I push my bike down to Uath Lochans. Listen to water lapping at loch`s edge. Xylophonic sounds, in an ancient time signature with no discernible pattern. Down here by the waterside the air hums with flies and honey bees, blown by breezes.
The beauty of Glenfeshie is hardwon. Back in 2004 there was a deeply controversial (though entirely legal) mass culling of red deer. The billionaire landowner had a reforesting vision for the glen, impossible to achieve with such a dense proliferation of ruminants. I think back to a conversation I had yesterday with a wolfkeeper at the Highland Wildlife Park. Andy couldn`t ever see wolves being re-introduced into the Cairngorms National Park or anywhere else in the UK. In his view there are just too many people. In a scenario such as Glenfeshie however, they would keep a deer population in check and help naturally regenerate the land. But these wolves would breed, and the youngsters would seek new territories of their own. And they would breed and expand into areas with ever denser human populations. And ultimately the wolves would be persecuted. Too many people in this land. Too many deep seated pathological fears of wolf-kind, in our culture, in our herd memory.
Just today, on the way across from Newtonmore, I stopped off at Ruthven Barracks. Stark witness to Highland supression at the time of the Jacobite rebellions. There on an information board was the following:
"The Wolf of Badenoch: Because of his wild raiding and plundering Alexander Stewart, Earl of Buchan .... was known as the Wolf of Badenoch. One of his most notorious feuds was with the Bishop of Moray, who eventually engineered his excommunication from the church. According to legend, news of this reached the "Wolf" ... he promptly set out to avenge the insult and burnt down the town of Elgin."
Could I see myself camping here while a pack of wolves roamed the forests and hillsides ? I believe so, as there would be deer to hunt and to eat, and wolves are very, very shy of humankind. But ... there are too many of us. And the lives we lead, and attitudes we hold fill the frequencies with overwhelming bass rumbles and shrill trebles, and don`t allow enough space for quieter, more nuanced voices to be heard. Or listened to. Acted upon.

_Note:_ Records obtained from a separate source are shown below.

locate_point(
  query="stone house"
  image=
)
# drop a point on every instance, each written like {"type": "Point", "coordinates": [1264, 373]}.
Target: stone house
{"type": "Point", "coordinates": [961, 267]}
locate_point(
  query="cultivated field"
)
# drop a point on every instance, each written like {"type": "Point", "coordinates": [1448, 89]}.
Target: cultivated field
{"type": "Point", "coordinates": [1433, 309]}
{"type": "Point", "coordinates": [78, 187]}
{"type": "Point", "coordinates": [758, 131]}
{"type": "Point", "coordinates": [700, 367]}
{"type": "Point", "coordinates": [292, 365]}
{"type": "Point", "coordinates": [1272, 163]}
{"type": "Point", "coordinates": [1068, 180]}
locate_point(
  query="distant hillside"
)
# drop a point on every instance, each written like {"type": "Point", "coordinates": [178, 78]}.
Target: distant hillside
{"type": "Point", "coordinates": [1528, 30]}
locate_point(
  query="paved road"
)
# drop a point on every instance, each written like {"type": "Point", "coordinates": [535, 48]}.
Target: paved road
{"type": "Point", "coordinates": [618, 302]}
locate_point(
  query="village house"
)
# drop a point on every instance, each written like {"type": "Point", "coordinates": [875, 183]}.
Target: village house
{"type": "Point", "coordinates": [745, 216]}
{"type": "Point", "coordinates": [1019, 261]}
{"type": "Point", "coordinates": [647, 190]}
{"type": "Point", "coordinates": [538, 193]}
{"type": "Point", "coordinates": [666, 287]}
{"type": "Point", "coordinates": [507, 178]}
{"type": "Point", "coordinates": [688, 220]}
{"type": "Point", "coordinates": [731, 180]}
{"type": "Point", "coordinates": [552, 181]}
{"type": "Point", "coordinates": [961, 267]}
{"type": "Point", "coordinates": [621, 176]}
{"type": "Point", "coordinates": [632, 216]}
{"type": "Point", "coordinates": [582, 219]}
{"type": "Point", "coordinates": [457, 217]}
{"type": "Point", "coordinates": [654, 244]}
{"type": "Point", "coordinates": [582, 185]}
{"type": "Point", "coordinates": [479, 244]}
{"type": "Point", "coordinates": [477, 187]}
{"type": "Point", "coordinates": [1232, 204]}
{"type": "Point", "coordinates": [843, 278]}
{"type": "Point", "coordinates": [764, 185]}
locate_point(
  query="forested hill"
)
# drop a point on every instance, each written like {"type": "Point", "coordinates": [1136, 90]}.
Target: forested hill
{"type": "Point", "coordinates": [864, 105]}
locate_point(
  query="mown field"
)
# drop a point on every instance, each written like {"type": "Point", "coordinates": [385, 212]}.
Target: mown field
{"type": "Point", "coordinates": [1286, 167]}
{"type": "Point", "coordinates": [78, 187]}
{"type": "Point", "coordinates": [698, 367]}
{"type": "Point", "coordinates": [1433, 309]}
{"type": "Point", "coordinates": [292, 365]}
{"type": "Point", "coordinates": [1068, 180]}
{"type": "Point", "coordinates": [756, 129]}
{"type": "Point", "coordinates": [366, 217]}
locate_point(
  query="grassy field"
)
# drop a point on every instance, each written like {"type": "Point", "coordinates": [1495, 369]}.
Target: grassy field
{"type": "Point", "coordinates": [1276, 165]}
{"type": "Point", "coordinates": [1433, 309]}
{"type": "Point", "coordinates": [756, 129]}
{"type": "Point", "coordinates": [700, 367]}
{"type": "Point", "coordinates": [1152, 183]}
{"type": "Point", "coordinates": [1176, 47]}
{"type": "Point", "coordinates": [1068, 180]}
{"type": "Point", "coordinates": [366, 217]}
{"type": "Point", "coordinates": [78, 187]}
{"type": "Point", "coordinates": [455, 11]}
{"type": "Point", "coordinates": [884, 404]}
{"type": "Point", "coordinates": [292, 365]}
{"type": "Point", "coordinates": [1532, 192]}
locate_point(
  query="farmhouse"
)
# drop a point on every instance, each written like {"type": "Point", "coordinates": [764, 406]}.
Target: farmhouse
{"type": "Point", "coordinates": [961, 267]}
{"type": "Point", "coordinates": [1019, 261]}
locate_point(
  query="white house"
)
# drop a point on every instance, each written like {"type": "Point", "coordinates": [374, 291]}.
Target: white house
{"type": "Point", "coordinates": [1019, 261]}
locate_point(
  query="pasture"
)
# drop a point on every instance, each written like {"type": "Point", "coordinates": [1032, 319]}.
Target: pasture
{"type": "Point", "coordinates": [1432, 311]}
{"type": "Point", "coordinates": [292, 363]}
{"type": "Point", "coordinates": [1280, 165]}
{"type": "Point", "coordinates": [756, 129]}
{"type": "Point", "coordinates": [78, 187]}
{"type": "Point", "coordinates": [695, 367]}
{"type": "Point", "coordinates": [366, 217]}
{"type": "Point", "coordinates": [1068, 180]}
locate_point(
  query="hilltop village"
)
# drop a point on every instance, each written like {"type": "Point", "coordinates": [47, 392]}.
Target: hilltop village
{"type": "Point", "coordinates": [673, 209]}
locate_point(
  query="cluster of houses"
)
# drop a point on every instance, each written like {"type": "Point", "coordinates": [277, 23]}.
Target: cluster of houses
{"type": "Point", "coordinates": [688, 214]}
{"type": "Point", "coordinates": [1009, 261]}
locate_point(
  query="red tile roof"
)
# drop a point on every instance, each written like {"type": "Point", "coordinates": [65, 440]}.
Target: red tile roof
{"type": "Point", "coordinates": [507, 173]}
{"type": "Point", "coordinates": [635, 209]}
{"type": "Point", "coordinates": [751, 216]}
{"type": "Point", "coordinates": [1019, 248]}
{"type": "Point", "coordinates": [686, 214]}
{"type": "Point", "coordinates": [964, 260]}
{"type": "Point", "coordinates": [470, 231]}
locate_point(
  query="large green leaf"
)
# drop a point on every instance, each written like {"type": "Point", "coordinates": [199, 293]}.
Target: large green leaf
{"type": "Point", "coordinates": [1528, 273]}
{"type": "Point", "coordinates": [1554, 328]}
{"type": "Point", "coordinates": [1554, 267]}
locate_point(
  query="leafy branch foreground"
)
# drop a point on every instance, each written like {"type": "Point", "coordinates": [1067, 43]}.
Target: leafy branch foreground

I searched for a camping place. Stepping through a profusion of ripe blaeberries, in a long strip of woodland skirting the river, I found a beautiful pitch some feet above the sandy Feshie bank. I planned to have porridge and softfruit for breakfast, or supper. But then I saw square clods of grass turf pitched down the bankside, blackened logs floating amongst the flotsam, a charred gape in the ground serving as firepit to some idiot clattycampers. Their firewall boulders kicked casually over the bank`s edge. No sign of the folk. No effort whatever to undo and make good their damage. I felt angry. Scrabbled around for 40 minutes or so fishing out the wood, replacing the turf, chucking the smooth sooty stones back into the water. Going back to the bike, I realised a trail leads from campsite to convenient car layby. I wasn`t going to spend the night here.
Further down river I found a pitch on the sand. Weighed down tent pegs with water rocks, spent the warm evening glow exploring, taking photographs. Looking forward to a whole day in this incredible place. I felt I had finally arrived.